Wearable Tech and Medical Health:
We are currently exploring the idea of creating medical websites that will fit on the latest generation of devices: wearable tech. People use devices like the iWatch for lots of health-related reasons, whether it’s monitoring your heart rate or the amount of steps taken throughout the day. We used a promo code for an iWatch development course, and our company will evaluate the results as they come in. If you will be setting up a website to promote your app (you should!) here is a website to save money for British webmasters.
Apps For Local Medical Services?Imagine a young woman is out for a run. She finds herself having chest pains. “Where is a doctor’s clinic in the area?” is what she would ask her watch.
Siri, checking Google’s search results, comes up with your medical clinic. She makes her way there, and your office saves her life.
Indeed that’s what Apple is betting for the future of Apple’s iWatch. They have hired dozens of health-tech experts from around the world to find ways of making the iWatch a virtual health assistant.
But What Can the Apple iWatch Really Do?
Anyone who has medical tests done to them in the past 30 years likely knows what an EKG, Ultrasound, or MRI machine looks like. With the exception of an MRI, these machines tend to look like dinosaurs from the 1970’s. When you step into a hospital, your smartphone likely has more computing power than the devices they use to tests and diagnostics.
The field seems ripe for disruption. But what can a consumer device really hope to accomplish in the consumer field?
As it stands, the device can’t take blood samples, urine samples, or emit ultrasounds or X-rays (nor should the device have these capabilities).
Then there’s also the problem of patients diagnosing themselves.

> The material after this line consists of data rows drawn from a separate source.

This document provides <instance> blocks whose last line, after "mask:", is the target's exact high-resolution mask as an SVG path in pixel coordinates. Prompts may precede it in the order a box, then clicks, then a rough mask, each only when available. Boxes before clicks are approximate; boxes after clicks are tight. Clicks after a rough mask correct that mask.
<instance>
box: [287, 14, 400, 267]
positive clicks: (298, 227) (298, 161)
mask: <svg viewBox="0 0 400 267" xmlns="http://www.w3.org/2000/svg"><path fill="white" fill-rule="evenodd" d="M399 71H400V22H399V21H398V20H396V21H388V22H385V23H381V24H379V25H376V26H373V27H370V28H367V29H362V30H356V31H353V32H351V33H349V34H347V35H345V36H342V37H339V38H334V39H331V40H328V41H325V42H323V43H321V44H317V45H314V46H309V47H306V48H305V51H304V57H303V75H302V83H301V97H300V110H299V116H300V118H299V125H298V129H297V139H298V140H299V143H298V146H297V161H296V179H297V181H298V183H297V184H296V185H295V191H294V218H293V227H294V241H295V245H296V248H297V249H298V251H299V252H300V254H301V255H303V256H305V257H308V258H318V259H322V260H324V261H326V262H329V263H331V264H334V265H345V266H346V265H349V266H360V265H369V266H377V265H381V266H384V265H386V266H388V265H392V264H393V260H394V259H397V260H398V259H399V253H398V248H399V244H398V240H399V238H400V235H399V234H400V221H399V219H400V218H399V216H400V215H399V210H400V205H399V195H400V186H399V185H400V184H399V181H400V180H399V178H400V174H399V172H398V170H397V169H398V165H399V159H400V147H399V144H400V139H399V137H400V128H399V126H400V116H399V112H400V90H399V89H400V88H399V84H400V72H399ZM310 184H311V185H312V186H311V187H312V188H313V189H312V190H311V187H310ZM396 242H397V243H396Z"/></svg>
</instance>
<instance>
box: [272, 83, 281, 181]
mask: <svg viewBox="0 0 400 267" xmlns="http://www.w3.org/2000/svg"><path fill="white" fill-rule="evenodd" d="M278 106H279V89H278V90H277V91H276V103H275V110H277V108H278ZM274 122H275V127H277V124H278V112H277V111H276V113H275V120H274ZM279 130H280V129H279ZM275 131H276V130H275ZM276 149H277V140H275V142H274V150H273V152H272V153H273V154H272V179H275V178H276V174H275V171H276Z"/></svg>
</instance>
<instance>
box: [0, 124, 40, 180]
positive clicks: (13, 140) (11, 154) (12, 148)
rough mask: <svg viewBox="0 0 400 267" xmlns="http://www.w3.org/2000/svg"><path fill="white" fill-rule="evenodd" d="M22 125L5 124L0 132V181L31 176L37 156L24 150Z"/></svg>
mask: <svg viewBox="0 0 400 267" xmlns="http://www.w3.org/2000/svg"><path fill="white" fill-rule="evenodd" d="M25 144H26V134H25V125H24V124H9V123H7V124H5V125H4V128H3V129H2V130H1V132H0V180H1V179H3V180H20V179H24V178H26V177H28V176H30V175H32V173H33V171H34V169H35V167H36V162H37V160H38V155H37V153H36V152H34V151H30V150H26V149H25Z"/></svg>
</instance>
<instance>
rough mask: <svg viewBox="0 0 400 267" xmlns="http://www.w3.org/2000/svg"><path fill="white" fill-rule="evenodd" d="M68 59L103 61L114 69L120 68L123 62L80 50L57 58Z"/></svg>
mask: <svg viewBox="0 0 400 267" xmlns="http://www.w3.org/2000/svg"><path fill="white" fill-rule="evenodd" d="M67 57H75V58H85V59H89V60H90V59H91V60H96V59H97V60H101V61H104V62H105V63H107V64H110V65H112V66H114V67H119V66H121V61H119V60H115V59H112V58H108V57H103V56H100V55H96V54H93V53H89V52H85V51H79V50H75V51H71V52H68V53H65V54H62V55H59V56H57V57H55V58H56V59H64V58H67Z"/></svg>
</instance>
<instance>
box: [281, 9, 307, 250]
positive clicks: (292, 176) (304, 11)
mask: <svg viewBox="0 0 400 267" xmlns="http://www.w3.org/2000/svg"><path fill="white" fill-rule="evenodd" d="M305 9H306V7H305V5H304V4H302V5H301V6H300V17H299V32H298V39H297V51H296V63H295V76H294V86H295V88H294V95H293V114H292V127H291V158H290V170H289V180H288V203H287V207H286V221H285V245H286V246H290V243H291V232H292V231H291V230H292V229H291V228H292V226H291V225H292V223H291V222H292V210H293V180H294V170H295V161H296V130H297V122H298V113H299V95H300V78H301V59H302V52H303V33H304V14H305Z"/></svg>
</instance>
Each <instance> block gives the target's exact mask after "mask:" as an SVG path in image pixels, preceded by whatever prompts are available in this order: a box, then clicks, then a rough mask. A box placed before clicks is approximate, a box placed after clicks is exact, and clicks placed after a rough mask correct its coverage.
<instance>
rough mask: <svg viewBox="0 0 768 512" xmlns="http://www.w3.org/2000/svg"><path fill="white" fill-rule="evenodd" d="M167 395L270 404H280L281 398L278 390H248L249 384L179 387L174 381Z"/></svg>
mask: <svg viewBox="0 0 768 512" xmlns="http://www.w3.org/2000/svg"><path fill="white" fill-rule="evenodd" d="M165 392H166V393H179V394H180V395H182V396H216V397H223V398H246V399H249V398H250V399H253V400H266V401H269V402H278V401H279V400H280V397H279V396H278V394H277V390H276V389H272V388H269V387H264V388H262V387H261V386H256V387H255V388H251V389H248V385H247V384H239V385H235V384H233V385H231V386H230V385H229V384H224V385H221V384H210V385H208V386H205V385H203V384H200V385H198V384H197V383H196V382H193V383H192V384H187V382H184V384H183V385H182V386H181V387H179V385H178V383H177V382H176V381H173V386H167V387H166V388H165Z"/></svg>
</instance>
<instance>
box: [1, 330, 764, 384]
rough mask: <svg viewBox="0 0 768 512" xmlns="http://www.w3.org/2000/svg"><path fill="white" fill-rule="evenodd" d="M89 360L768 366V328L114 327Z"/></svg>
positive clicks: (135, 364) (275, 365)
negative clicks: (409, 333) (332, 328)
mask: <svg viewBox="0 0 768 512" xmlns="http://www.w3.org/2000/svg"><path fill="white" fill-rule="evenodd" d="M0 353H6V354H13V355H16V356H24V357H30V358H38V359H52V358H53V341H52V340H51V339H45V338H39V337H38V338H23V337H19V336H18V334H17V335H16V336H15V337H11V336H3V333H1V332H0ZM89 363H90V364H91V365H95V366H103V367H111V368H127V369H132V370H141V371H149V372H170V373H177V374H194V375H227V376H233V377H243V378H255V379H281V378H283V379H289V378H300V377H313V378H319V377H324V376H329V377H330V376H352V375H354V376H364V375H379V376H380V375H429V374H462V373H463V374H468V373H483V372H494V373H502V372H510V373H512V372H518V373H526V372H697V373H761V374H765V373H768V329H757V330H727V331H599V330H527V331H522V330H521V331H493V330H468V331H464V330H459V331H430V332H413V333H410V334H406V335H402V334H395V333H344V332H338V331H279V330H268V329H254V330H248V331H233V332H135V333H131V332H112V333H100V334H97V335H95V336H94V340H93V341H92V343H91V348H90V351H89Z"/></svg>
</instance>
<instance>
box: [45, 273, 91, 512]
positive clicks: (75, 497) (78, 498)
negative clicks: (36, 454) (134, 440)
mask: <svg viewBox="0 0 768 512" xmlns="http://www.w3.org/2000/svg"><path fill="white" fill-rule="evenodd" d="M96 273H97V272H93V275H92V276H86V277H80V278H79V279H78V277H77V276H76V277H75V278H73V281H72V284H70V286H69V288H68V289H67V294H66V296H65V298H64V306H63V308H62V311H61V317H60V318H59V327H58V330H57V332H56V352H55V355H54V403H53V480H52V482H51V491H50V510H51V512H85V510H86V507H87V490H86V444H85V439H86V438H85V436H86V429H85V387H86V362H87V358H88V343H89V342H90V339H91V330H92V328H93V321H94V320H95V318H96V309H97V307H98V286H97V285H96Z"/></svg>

The virtual health assistant, in addition to have the technology to run tests, should also have an artificial intelligence that’s capable of assessing these tests accurately before giving information to the patient.
Perhaps it shouldn’t even give a diagnosis, but instead send information to your medical professional.
A Benefit For Society As A Whole:
One great benefit of these devices, again if they existed, would be that health professionals could identify a viral outbreak much faster and quicker. Imagine an Apple iWatch detecting Ebola in its owner, and alerting the CDC immediately. We could identify patient zero just as quickly as identifying the outbreak in the first place.
Existing Medical Tech Will Change:
While you definitely won’t see X-Rays on consumer devices for obvious health reasons, there may come a time when it will become obsolete in the first place. Sensors on smartphones are becoming so powerful that they can detect heart-rate just from studying your skin. How long before these sensors become so powerful that they can use your home wifi signals (which pass right through you) to identify bone breaks, muscle pulls and other ailments?
Recently scientists have discovered a way to collect blood from a person without breaking the skin. The scientists were inspired by the technology behind mosquitoes, which can draw blood without making you bleed. Imagine this tech in your iWatch: they could draw a drop of blood each morning, run tests, and alert you to any problems (your blood pressure is running high, cut back on sodium”, or “you are at high risk for a heart attack today, seek medical help immediately”).
As long as the medical technology is smart enough not to create false alarms with their owners, this could be an incredibly valuable and even life-saving tools for millions of Americans.